The knot in my stomach seemed to be a permanent fixture these days. And now that I was heading back to the rig, it was fucking amplified.  The giving her time shit was killing me. I sent her a text every morning and every night letting her know that I loved her. She didn’t respond, but it wasn’t stopping me. She wouldn’t see Lainey either, who had gone by there, but she wouldn’t open her door. Thank God for Kash, he was keeping me updated, constantly checking on her, even when she was mean to him. He left food at her door, even when she wouldn’t eat. I grabbed my phone to call him one more time before I got on location.

“Hey man,” I said when he answered.

“Hey,” he said.

“No change?” I asked. It seemed to be the two words that constantly came out of my mouth.
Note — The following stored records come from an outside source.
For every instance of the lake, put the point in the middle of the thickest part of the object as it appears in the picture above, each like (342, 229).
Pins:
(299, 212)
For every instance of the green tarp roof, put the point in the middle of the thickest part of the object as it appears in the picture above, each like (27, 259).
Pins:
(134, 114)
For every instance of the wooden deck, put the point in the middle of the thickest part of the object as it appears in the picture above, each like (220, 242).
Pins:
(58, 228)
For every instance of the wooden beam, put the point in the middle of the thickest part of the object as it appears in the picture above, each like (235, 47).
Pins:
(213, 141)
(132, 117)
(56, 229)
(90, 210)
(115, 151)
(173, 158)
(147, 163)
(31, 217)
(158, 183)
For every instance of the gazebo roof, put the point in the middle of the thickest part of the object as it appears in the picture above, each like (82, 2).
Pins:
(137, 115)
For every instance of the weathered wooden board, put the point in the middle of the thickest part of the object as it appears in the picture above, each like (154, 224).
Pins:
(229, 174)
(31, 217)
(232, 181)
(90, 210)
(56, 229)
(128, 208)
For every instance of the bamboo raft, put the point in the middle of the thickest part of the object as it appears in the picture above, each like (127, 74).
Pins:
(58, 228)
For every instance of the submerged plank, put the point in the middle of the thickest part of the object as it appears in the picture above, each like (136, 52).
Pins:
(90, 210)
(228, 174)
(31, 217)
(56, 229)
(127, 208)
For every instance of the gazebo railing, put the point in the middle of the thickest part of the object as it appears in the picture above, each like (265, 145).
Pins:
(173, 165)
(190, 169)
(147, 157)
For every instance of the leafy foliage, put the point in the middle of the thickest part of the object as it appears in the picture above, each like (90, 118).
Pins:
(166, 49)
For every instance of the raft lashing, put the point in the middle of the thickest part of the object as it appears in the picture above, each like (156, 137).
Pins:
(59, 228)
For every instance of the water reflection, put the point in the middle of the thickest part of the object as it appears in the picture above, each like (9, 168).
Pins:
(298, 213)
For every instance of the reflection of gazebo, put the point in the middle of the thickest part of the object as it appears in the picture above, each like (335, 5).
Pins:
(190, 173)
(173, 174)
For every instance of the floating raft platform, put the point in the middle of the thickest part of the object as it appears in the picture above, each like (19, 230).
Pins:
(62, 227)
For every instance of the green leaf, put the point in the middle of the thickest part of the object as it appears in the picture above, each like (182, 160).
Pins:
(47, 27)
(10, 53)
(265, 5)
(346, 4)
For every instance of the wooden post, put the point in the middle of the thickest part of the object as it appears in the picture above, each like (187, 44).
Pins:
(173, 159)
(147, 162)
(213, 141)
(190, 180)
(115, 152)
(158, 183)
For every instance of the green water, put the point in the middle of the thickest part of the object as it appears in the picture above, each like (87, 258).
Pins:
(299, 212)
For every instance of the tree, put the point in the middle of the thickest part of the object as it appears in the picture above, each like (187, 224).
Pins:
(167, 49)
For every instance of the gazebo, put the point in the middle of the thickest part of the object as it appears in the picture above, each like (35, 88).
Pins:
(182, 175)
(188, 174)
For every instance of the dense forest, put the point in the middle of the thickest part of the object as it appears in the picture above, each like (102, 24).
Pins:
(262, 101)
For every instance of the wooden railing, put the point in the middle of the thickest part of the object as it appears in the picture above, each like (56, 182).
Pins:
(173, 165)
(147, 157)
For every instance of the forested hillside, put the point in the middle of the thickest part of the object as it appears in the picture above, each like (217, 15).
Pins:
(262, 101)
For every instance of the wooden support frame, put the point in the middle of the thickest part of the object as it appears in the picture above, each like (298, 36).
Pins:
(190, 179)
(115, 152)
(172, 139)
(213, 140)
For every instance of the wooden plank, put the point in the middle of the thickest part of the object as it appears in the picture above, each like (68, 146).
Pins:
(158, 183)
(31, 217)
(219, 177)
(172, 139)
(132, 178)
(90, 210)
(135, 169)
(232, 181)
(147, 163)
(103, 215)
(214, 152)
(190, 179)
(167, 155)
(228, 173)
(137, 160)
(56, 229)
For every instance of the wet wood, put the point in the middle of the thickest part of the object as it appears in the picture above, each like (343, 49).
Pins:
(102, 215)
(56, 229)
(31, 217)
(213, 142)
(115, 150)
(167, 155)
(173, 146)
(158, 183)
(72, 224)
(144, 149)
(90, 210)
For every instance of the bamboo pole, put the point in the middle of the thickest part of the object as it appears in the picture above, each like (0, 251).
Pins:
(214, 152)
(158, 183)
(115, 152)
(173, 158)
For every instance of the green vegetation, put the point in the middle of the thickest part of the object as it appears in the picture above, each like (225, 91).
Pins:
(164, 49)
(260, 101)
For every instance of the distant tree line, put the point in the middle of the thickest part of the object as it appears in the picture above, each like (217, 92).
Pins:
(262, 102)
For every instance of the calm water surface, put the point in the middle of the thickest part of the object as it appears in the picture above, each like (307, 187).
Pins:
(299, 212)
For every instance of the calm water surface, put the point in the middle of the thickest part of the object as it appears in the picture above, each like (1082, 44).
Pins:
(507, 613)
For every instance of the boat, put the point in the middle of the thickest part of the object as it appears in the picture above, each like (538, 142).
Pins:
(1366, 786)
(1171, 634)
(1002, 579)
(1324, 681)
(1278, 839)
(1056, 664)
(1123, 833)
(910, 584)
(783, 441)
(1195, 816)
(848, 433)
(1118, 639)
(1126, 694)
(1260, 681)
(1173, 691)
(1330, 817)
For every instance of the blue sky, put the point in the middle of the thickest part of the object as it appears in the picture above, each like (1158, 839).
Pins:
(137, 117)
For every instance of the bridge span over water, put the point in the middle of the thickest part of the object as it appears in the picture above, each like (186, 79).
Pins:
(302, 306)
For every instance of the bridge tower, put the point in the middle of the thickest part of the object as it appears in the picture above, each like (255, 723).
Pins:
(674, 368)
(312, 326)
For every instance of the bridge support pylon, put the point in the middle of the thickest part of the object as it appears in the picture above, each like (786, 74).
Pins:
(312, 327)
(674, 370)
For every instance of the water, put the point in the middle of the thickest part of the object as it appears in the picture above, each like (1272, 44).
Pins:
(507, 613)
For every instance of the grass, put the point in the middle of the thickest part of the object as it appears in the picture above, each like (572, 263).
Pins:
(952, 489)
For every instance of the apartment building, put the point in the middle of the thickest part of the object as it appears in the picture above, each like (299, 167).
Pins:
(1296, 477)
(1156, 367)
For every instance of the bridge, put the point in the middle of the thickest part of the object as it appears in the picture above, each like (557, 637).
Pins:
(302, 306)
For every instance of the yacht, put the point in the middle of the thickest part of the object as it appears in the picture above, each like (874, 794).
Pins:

“No,” he said. We had this same fucking conversation every single day, multiple times. I was hoping he wouldn’t get sick of being the messenger, but so far he was cooperating.

“When are you heading back out?” I asked.

“In a couple of days,” he said.

“Ok. Thanks man, I’ll call you later.” I said.

“I have no doubt,” he said with a chuckle.

I hung up the phone and tried to brace myself for the next two weeks. This was going to be torture not being close enough to drive over there if needed. Thank God Lainey was there. Sam shut her out too, but she wasn’t giving up either. I don’t think Sam even realized how loved she was. We would go to the ends of the fucking earth to help her. Always.